BM25 Index Construction

    def _build_bm25_index(self):
        """
        Build the BM25 index for keyword search.

        Why hybrid retrieval is necessary:
          1. EXACT MATCHES
             - "Error code ERR-1302" → BM25 finds the exact document
             - Vector search might return generic error-related content
          2. TECHNICAL TERMINOLOGY
             - "RADIUS authentication timeout" → BM25 matches the exact term
             - If "RADIUS" is not in training data,
               vector search may miss it
          3. PRODUCT NAMES / CODES
             - Model numbers, error codes, system names
        """
        tokenized_docs = [node.get_content().lower().split()
                          for node in self.nodes]
        self.bm25_index = BM25Okapi(tokenized_docs)
        logger.info(f"  BM25 index built with {len(self.nodes)} documents")

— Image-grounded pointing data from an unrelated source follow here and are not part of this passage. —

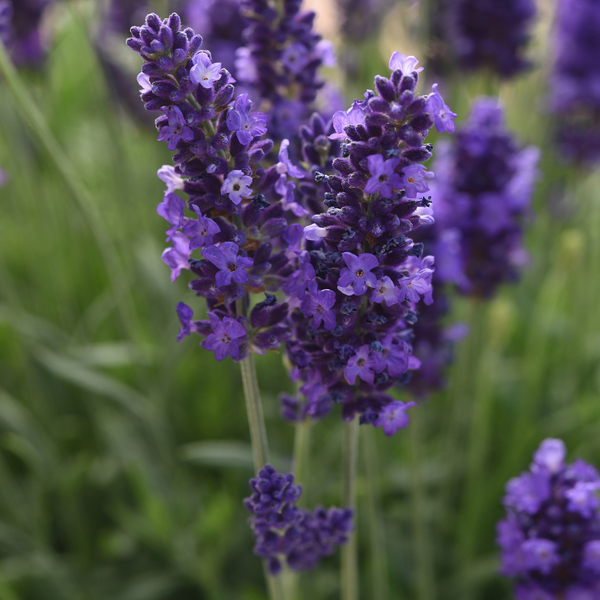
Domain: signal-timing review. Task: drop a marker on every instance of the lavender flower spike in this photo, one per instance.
(550, 539)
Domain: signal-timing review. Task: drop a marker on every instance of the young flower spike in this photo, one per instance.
(284, 532)
(550, 540)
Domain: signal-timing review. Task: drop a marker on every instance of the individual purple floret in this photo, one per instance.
(359, 249)
(575, 80)
(486, 34)
(482, 193)
(550, 540)
(286, 533)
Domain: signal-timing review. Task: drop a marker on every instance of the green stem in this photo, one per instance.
(349, 570)
(378, 553)
(424, 560)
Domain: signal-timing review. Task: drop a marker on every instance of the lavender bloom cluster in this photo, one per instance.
(490, 34)
(237, 210)
(483, 189)
(287, 533)
(575, 80)
(280, 60)
(20, 29)
(550, 540)
(360, 279)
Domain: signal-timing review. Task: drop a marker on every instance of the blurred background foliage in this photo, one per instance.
(124, 456)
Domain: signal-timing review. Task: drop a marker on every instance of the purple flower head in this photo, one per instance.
(405, 64)
(173, 180)
(204, 72)
(231, 266)
(583, 498)
(356, 277)
(295, 57)
(237, 186)
(383, 178)
(177, 257)
(591, 556)
(385, 290)
(393, 417)
(551, 538)
(364, 364)
(441, 113)
(201, 230)
(318, 305)
(551, 455)
(171, 209)
(355, 115)
(226, 337)
(540, 555)
(176, 130)
(413, 180)
(247, 126)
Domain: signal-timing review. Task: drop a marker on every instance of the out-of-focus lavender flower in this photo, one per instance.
(575, 80)
(550, 540)
(482, 194)
(286, 533)
(280, 61)
(486, 34)
(360, 251)
(20, 29)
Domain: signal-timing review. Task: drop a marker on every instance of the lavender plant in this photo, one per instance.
(575, 78)
(550, 540)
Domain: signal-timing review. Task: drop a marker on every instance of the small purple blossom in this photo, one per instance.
(318, 305)
(177, 257)
(204, 72)
(237, 186)
(393, 417)
(383, 178)
(176, 130)
(246, 125)
(201, 230)
(357, 277)
(226, 337)
(413, 180)
(231, 266)
(364, 364)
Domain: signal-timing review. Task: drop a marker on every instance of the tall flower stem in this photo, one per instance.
(258, 438)
(349, 571)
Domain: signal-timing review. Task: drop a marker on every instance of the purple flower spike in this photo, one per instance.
(441, 113)
(403, 63)
(232, 267)
(204, 72)
(355, 279)
(201, 231)
(413, 180)
(318, 305)
(363, 364)
(171, 209)
(385, 290)
(247, 126)
(226, 337)
(178, 256)
(393, 417)
(383, 179)
(176, 129)
(236, 186)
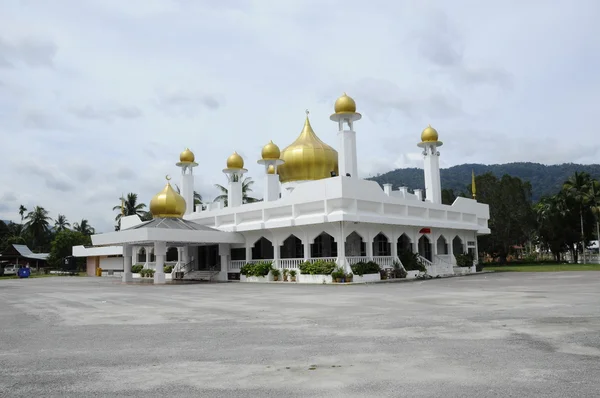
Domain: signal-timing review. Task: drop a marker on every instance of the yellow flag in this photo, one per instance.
(473, 188)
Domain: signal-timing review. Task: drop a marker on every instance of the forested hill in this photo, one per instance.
(545, 180)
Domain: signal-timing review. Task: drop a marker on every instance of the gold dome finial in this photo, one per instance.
(429, 134)
(167, 203)
(345, 104)
(187, 156)
(235, 161)
(270, 151)
(307, 158)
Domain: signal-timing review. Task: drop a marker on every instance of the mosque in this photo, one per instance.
(314, 207)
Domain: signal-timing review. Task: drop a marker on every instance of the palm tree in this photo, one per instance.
(37, 225)
(129, 207)
(578, 189)
(246, 184)
(22, 211)
(61, 223)
(84, 227)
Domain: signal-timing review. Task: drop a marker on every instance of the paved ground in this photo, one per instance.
(493, 335)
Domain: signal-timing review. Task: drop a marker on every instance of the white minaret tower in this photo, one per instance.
(187, 164)
(433, 184)
(235, 171)
(271, 159)
(345, 114)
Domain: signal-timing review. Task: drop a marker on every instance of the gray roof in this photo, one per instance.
(24, 251)
(172, 223)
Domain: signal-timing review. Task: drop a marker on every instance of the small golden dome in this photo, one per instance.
(429, 134)
(270, 151)
(167, 203)
(235, 161)
(187, 156)
(345, 104)
(307, 158)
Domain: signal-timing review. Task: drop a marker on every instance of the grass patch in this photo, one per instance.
(542, 267)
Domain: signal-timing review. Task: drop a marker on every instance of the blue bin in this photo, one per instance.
(24, 272)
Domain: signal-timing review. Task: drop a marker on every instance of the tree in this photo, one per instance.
(511, 215)
(246, 184)
(577, 188)
(22, 211)
(37, 226)
(62, 245)
(84, 227)
(61, 223)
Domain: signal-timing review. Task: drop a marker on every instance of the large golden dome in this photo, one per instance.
(270, 151)
(429, 134)
(345, 104)
(307, 158)
(167, 203)
(235, 161)
(187, 156)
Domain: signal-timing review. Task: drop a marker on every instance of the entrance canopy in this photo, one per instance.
(173, 231)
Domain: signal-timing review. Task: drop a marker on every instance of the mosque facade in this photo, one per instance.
(314, 207)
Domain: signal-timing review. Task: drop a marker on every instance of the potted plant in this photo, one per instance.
(275, 273)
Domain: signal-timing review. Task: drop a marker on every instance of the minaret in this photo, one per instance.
(430, 144)
(235, 172)
(187, 164)
(345, 115)
(270, 159)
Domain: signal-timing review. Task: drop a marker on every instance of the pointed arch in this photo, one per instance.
(292, 248)
(263, 249)
(355, 245)
(381, 245)
(324, 245)
(424, 246)
(442, 245)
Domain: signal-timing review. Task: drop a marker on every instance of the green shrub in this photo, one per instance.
(318, 267)
(412, 262)
(261, 268)
(137, 268)
(361, 268)
(464, 260)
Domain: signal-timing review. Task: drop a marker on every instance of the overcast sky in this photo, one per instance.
(99, 97)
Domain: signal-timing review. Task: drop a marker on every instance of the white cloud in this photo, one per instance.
(97, 98)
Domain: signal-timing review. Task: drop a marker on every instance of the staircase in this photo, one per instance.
(200, 276)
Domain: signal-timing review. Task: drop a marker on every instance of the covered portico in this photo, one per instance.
(162, 233)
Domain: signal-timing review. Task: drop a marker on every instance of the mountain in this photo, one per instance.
(544, 179)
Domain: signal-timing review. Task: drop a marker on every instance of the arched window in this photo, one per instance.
(292, 248)
(381, 245)
(355, 246)
(324, 246)
(172, 254)
(263, 249)
(404, 244)
(425, 247)
(442, 245)
(141, 258)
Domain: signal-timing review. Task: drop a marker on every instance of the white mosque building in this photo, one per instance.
(315, 207)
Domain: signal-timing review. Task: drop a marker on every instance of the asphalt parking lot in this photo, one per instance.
(491, 335)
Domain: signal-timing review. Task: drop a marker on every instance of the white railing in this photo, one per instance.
(289, 263)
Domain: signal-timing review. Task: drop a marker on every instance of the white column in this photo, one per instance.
(225, 255)
(127, 253)
(431, 170)
(187, 189)
(160, 250)
(347, 163)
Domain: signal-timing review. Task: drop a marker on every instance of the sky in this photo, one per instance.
(99, 97)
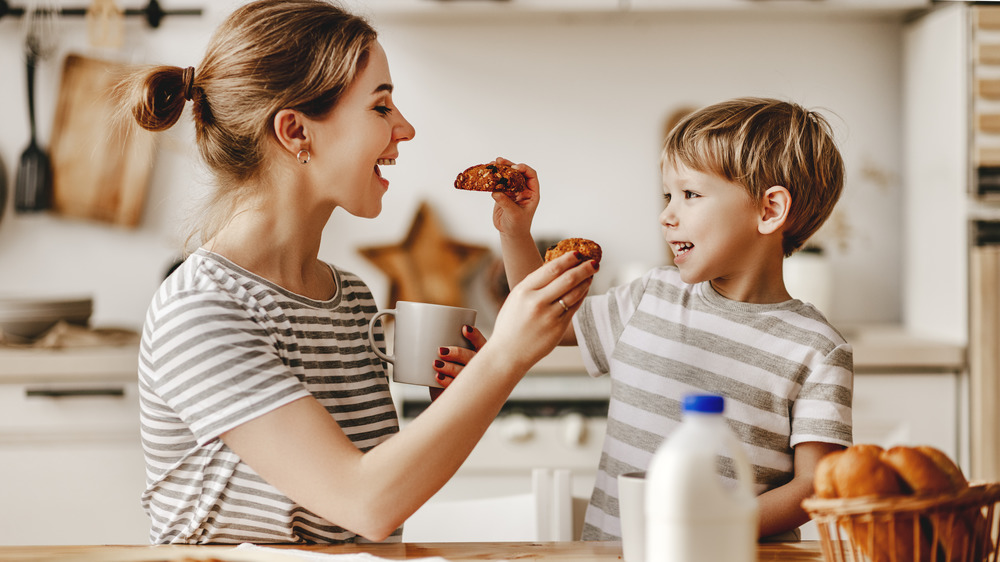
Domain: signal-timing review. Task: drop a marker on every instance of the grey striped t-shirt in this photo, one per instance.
(786, 374)
(221, 346)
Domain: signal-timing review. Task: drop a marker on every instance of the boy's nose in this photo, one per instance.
(667, 217)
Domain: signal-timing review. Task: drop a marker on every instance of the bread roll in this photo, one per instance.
(491, 177)
(868, 470)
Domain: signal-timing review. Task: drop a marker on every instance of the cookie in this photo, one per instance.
(491, 177)
(588, 248)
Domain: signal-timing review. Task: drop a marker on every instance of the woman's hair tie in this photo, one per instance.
(187, 81)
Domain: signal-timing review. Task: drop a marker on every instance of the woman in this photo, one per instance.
(266, 417)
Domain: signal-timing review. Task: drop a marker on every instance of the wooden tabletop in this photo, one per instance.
(806, 551)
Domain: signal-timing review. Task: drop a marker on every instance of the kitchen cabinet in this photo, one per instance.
(71, 464)
(951, 158)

Complete Query Pipeline (6 Steps)

    async def query(self, question: str) -> Dict[str, Any]:
        """
        Production RAG pipeline — 6 steps:
        1. Vector retrieval (semantic similarity)
        2. BM25 retrieval (keyword matching)
        3. Merge and deduplicate results
        4. Rerank by relevance
        5. Generate response with LLM
        6. Collect operational metrics
        """
        start_time = time.time()
        metrics = {"query": question, "timestamp": datetime.now().isoformat()}

        # --- STEP 1: Vector Retrieval ---
        vector_start = time.time()
        vector_retriever = self.index.as_retriever(similarity_top_k=self.similarity_top_k)
        vector_results = vector_retriever.retrieve(question)
        vector_time = time.time() - vector_start
        metrics["vector_retrieval_ms"] = round(vector_time * 1000, 2)

        # --- STEP 2: BM25 Retrieval ---
        bm25_results = []
        if self.enable_hybrid:
            bm25_start = time.time()
            bm25_results = self._bm25_search(question, self.bm25_top_k)
            bm25_time = time.time() - bm25_start
            metrics["bm25_retrieval_ms"] = round(bm25_time * 1000, 2)

        # --- STEP 3: Hybrid Merge ---
        merged_results = []
        seen_ids = set()

        # Vector results first (calibrated similarity scores)
        for node_with_score in vector_results:
            node_id = node_with_score.node.node_id
            if node_id not in seen_ids:
                seen_ids.add(node_id)
                merged_results.append(node_with_score)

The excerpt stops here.